The company, under the Park B. Smith banner, has been trying to identify which pieces of each unit's business will lead the product categories. "We're all about comfort, the relaxed resort look," explained Park B. Smith, Jr., president and ceo of the company. "It's what people are talking about today and what each of our companies has been all about from the start," he said, referring to his father Park B. Smith Sr.'s company that focuses on eco-fabrics and constructions developed in India.
Both companies approach product in a similar way, said Linda Johnson, coo. "We're about listening and discernment and gut reactions to things. We also look at markdowns and needs from our customers and the rest of the market, which tells us what consumers want and don't want."
"We also do a tremendous amount of reading, and we listen to the industry's mom-and-pop retailers that hear what consumers want every day," Smith Jr. said. In addition, he noted, "there are more business studies available, retailers are sharing more information and we identify people who know what's happening."

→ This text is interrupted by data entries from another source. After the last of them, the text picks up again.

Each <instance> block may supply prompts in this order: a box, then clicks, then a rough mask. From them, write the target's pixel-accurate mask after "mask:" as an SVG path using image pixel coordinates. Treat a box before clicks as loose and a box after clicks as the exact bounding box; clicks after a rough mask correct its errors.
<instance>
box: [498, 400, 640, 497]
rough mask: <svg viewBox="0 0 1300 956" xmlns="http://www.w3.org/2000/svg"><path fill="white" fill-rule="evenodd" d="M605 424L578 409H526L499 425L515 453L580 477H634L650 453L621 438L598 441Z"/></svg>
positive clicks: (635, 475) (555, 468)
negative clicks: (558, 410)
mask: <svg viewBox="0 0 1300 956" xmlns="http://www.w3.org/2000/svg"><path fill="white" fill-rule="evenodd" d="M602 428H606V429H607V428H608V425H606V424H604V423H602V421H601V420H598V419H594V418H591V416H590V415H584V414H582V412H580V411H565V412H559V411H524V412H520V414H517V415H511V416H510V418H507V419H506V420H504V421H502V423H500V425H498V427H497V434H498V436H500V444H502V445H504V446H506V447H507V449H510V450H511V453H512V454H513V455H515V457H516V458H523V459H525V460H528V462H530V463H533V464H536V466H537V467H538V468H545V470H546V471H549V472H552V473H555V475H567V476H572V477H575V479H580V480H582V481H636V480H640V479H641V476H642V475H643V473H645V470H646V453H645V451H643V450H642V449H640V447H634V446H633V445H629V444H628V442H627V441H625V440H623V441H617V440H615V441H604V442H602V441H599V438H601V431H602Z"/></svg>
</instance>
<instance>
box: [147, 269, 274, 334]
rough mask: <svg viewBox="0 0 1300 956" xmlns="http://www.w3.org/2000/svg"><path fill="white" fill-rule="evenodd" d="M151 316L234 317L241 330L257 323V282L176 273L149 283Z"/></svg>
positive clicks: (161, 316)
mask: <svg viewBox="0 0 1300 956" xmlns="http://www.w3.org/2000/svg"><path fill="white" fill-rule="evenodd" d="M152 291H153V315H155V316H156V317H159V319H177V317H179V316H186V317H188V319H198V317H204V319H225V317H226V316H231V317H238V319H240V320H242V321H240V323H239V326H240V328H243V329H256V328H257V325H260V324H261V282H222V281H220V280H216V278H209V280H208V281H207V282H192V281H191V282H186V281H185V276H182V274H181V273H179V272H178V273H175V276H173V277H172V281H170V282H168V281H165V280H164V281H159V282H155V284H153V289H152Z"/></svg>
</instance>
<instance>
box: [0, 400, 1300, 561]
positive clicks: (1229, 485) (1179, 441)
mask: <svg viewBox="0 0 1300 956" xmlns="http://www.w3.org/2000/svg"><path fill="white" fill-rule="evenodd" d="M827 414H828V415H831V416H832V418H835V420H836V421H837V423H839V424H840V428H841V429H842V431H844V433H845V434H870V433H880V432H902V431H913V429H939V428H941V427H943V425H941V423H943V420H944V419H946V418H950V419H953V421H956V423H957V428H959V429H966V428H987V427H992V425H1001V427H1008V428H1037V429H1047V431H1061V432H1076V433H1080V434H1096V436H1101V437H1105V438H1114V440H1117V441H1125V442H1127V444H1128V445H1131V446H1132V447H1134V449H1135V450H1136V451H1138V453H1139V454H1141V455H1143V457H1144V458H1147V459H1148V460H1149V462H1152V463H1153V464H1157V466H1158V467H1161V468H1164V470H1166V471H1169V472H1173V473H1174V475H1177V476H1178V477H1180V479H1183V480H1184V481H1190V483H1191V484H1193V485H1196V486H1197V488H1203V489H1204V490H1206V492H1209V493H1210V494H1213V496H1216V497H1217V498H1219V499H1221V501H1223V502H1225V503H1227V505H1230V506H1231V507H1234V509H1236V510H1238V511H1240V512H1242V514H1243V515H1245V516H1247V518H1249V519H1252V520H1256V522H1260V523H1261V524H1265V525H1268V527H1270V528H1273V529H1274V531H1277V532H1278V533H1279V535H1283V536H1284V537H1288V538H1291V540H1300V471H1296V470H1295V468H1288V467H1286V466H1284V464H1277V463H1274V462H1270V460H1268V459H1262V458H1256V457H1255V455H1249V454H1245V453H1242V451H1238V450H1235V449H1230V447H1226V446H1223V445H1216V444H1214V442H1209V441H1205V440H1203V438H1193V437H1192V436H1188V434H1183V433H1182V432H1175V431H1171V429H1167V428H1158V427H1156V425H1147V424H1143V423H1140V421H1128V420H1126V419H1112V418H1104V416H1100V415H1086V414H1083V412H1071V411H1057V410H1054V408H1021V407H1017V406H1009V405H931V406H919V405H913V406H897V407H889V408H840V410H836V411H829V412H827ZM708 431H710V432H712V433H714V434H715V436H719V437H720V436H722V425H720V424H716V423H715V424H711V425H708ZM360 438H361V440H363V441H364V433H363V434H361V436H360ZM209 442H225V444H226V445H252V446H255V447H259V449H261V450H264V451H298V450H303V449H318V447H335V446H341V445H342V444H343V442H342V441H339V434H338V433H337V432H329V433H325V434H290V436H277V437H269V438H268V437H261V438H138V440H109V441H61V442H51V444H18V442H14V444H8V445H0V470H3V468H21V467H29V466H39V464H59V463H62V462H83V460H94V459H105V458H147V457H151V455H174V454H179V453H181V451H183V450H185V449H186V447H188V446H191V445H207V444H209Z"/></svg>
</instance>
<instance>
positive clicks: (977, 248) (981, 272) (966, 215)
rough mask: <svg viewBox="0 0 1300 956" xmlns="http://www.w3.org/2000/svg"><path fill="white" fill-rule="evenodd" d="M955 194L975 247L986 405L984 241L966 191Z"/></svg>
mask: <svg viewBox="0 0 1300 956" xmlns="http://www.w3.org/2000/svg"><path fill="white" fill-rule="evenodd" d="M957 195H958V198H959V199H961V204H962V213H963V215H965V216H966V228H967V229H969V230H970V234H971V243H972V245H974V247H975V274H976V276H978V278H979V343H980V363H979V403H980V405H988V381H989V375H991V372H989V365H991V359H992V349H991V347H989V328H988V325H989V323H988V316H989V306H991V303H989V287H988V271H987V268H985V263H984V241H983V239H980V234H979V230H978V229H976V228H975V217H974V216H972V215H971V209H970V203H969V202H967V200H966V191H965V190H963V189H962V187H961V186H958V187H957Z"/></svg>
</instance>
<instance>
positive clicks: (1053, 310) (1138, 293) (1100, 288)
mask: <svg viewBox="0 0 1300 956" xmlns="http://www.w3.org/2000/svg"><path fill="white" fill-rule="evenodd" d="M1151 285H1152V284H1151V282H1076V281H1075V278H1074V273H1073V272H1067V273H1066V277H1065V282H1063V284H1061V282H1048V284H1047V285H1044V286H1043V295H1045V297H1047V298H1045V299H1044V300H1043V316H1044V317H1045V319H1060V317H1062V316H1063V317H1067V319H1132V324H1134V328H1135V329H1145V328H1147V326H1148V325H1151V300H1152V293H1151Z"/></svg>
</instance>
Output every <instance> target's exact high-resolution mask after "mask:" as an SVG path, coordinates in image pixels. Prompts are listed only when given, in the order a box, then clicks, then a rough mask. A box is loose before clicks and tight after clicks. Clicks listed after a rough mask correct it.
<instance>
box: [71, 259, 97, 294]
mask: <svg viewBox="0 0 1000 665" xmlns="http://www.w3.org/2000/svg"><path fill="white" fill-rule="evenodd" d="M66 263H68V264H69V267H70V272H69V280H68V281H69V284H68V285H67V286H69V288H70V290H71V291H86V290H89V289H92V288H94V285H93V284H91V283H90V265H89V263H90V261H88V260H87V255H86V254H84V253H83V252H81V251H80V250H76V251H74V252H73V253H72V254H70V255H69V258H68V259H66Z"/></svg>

Bringing the two companies together forced an analysis of which was what and what would prevail. "Smith & Johnson definitely was bedding and it didn't compete," said Smith Jr. The look was more boutique "and PBS is definitely Eco [-ordinates]. Now Eco will be the core PBS statement, and all other bedding will move to the S&J brand," he noted. S&J is known for pushing the envelope in better bedding, he added.
Overall, Johnson said, "we cater to a multi-generational consumer from the new apartment dweller to the older consumer." But the Spa collection approach for S&J and Eco-ordinates with vegetable dyes travel parallel paths, "and the whole thought process evolves around quality."

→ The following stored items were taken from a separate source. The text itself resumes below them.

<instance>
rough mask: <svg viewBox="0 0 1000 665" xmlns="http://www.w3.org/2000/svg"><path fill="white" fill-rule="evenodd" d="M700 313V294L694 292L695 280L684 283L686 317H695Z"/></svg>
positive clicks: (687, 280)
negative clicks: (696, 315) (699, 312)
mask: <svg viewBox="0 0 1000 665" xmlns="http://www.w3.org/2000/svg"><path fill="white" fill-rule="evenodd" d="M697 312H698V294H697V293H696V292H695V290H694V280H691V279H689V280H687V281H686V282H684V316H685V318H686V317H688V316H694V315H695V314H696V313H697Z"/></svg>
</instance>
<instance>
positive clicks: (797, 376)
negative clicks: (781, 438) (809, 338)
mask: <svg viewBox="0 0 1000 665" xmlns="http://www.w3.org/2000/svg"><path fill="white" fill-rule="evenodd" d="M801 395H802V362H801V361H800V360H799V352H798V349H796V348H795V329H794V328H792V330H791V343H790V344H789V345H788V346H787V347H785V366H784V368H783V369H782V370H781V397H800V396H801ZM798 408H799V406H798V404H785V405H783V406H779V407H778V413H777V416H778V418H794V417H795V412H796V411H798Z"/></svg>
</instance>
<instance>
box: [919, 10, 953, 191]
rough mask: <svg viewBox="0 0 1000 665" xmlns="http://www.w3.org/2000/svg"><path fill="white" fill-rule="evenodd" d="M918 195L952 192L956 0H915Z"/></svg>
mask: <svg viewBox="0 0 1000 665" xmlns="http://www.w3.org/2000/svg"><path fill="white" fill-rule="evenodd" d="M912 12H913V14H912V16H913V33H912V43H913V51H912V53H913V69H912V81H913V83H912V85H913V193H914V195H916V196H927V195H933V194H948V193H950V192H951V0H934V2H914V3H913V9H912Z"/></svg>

As the home textiles marketplace has changed, "we've become more of a custom house," Smith Jr. said. "We've had to adapt to the trend of retail exclusivity." Underlying everything, he said "is we have to say no to certain things. There has to be a level of parity when it comes to business today, like rebates, guarantee sales, allowances and all the rest. We're in the fashion business, and we approach retailers on a fashion basis and then pick up on the basics."
The most important thing, Smith Jr. said, "is that we don't want to be in the commodity business — even when it comes to exclusives."
As the two product lines evolve, this season's entries will see charcoal and amethyst as key fashion colors moving through bedding, windows, bath, kitchen and rugs, Johnson said. Other important colors are sage, linen, taupe and rust as well as a brilliant red.